The question now is whether this unwinding will continue. Although we cannot speak as to whether the more general retreat from risk will continue (we suspect it will), the conditions are certainly ripe for a more sustained sell-off in JPY crosses. If we assume that a significant number of JPY funded investments were put back on in the latter part of last week in the aftermath of the BOJ policy boards decision then it seems reasonable to estimate that the overall scale of the JPY carry trade going into yesterday was at close to record levels. It therefore also seems reasonable to suppose that there are still a substantial number of positions to be unwound despite the events of the past 24 hours. With valuations still looking stretched (on a yield basis) in a number of these crosses, yield spreads narrowing smartly (particularly in GBP/JPY and NZD/JPY) and the technical picture looking increasingly negative (major trendlines either under threat or broken and declining momentum), we maintain our view that there is plenty of space for something more substantial to develop to the downside from here. It is certainly worth remembering that the unwinding (from much smaller extremes of positioning) that developed between April and May of last year saw USD/JPY collapse from JPY119 to JPY109.
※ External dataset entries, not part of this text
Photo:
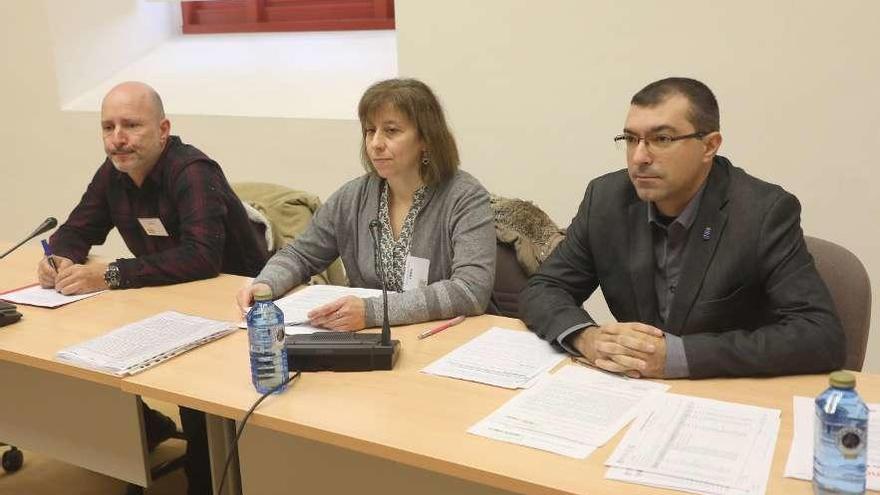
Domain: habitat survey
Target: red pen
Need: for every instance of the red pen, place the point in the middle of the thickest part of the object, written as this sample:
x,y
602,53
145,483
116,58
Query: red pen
x,y
443,326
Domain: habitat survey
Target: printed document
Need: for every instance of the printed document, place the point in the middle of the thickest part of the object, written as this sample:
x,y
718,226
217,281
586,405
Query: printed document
x,y
755,482
34,295
570,412
800,457
296,306
142,344
500,357
699,440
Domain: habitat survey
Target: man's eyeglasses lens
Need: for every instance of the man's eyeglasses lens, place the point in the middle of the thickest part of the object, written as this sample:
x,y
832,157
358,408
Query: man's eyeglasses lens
x,y
630,142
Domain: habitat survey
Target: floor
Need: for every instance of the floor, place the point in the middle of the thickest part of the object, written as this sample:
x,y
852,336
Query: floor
x,y
42,475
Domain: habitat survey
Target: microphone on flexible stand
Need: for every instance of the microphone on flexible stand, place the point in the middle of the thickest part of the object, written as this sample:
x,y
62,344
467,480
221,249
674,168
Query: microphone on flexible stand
x,y
347,351
48,224
8,313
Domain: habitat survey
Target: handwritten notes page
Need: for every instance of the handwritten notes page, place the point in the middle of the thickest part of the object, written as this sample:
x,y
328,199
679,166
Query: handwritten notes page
x,y
570,412
500,357
142,344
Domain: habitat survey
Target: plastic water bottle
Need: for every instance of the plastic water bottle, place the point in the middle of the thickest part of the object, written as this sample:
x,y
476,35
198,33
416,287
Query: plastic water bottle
x,y
266,340
841,438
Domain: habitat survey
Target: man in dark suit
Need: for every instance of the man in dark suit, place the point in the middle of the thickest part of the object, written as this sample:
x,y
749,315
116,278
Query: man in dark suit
x,y
703,266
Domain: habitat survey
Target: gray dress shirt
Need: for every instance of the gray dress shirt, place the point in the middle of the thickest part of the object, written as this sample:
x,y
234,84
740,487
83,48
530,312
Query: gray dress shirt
x,y
669,241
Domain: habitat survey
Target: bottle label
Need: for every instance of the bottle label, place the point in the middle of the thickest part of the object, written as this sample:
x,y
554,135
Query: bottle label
x,y
850,441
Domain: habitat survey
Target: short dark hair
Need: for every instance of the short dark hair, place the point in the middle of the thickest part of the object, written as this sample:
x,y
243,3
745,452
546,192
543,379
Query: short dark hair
x,y
415,100
704,114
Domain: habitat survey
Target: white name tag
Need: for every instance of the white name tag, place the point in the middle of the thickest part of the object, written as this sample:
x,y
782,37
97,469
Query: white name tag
x,y
153,226
415,275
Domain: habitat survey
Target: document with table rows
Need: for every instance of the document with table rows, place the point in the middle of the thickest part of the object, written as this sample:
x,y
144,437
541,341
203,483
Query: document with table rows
x,y
571,412
698,445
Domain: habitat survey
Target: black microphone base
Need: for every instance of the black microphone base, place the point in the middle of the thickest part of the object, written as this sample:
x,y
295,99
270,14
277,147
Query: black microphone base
x,y
340,352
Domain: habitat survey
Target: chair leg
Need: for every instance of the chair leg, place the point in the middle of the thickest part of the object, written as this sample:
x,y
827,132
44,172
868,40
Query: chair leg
x,y
133,489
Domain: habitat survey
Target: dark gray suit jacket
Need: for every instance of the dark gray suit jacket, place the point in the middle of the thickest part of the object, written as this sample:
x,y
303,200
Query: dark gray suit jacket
x,y
748,302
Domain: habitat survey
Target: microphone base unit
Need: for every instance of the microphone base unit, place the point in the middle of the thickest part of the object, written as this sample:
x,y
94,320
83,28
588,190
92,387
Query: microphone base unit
x,y
340,352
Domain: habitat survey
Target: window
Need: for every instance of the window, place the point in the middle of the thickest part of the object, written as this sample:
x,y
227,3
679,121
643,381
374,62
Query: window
x,y
245,16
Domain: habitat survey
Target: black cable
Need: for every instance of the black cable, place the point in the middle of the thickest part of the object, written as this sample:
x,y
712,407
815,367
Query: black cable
x,y
234,450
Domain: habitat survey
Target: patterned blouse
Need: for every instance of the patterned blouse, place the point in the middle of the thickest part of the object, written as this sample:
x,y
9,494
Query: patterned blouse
x,y
394,252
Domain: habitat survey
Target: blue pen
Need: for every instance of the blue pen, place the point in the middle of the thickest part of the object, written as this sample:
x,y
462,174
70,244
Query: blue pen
x,y
48,252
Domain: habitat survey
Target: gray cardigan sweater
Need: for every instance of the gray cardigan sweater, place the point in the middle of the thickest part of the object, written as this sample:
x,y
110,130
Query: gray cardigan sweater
x,y
454,230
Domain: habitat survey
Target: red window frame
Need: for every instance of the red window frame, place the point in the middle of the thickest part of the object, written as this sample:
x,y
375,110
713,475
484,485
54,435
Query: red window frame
x,y
248,16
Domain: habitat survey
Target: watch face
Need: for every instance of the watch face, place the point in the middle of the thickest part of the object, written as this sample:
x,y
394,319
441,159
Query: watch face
x,y
111,276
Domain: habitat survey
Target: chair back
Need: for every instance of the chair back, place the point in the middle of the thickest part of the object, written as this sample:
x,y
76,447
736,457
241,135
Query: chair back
x,y
850,288
510,280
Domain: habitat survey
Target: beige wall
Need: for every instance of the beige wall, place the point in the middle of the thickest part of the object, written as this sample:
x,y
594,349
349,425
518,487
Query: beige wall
x,y
534,91
80,34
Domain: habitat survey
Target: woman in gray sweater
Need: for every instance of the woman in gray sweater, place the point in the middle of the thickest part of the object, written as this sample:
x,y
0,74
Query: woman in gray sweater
x,y
437,233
it's deeply uncertain if anyone can forecast what comes next -- but derrick is obviously correct in saying that massive yen-debt-funded trades remain in place -- and that the continuing strengthening of the yen is a mortal threat to them. (notably, many asia ex-japan markets have continued to trade downward without respite as the yen strengthens against their home currencies.) the strengthening of the yen should be proeprly contextualized as well -- the zero-rate policy of the central bank went into effect in 2000, and the carry trade in higher-yielding ex-japan assets probably didn't truly begin until the volatility of the february 2000 - march 2003 period had ended. its growth was noted here in march 2005. the central bank is notorious for trying to weaken the currency in favor of exporters, but has little to do with the decline since 2005 which has seen the yen depreciate 20% -- much of that is probably short-selling of the yen to fund the carry trade despite signs of japanese economic strength. considering further the weakness of the dollar itself due to trade balance concerns, this is a considerable force in the market -- and what has transpired in the last week is only a very small move in comparison.
the carry trade may not unravel immediately, but when it does there may be a tremendous upheaval in this market.